One of the most interesting and well-known aspects of the Squaxin Island Tribe is the motherhood of the Indian Shaker Church. Founded by Squaxin tribal member John Slocum in the late 1880s, the church continues to have an active membership throughout the western United States and Canada.
In November of 1881, at 40 years of age, John Slocum operated a small logging camp on Skookum Inlet. He was killed in an accident in the woods and his two half brothers paddled to Olympia for a casket. But they had been gone only a few hours when the body began to stir. Eventually John sat up and began to speak. He claimed that God had sent him back to life with a message for the Indian people – to believe in the man named Jesus.

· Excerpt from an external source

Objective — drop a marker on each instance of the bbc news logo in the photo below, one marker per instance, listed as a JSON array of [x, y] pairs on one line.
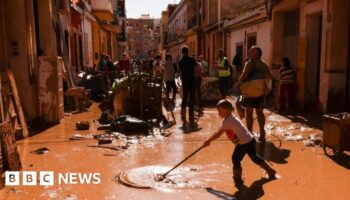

John and some of his new followers built a cedar and tule mat church at the site of his resurrection (the place now known as Church Point) and he began to preach. John Slocum had a second close encounter with death several years later when he was struck by a sudden illness. John’s wife, Mary, walked to a nearby stream for private prayer. As she prayed, a tremor came over her and her whole body began to shake. She returned inside and shook over John’s head. Once again he began to stir and, thus, Mary became known as the bearer of “the shake” which is believed to bring healing to those who are physically or spiritually ill.
By the late 1800s, Church Point was taken out of the hands of the Slocum family by an executive order of the President of the United States and deeded to a ship captain under the Oregon Donation Land Act and Indian access to the sacred site was restricted. The tribe bought back Church Point in June of 1995, and the reacquisition was celebrated by members of the Squaxin Island Tribe and the Shaker Church.
After the battle of Wounded Knee, the United States banned all Native American religious practices and gatherings for fear we would unite and fight against the government. Some members of the Squaxin Island Tribe were even put in chains and jailed for practicing their belief in Jesus through the Indian Shaker Church.